Without spelling errors, the document will be easier to read. This promotes fault elimination, because human reviewers are more likely to see technical flaws.

• Document sections comply with organizational standards.
Ensuring that a document complies with organizational standards means that the document can become part of the organization’s official collection, and the document will be more familiar to reviewers and again more readable.

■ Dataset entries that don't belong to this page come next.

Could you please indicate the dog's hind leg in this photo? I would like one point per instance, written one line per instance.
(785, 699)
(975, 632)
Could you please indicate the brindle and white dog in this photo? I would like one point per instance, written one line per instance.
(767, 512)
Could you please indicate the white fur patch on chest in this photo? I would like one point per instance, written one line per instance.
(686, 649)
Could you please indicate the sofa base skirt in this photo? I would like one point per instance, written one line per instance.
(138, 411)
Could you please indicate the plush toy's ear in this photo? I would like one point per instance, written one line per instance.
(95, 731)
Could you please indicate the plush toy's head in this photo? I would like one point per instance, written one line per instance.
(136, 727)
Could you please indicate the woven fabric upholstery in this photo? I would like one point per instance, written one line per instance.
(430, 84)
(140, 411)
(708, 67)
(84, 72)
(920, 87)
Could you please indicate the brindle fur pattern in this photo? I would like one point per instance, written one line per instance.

• Glossary of terms complete and all definitions checked by engineers in relevant domain.
A glossary of terms is an essential component of a specification, and the precision of the included definitions is key to reducing misunderstandings.

More complex properties of natural language specifications include the following:

• Necessary functionality for all possible values of each input stream properly defined.
Systematic checking of the range of possible values of input and ensuring that the processing deals with each as needed is an important way of avoiding omission faults.

• Necessary functionality for all possible device failures properly defined.
Similarly, systematic checking that the response has been defined to all anticipated device failures is also an important way of avoiding omission faults.

Properties such as these are often overlooked, because engineers tend to think about the functionality required of a system and not the actions that need to be taken when something is not part of the normal processing. Establishing that a common item which is easily overlooked has been checked is a simple but powerful property.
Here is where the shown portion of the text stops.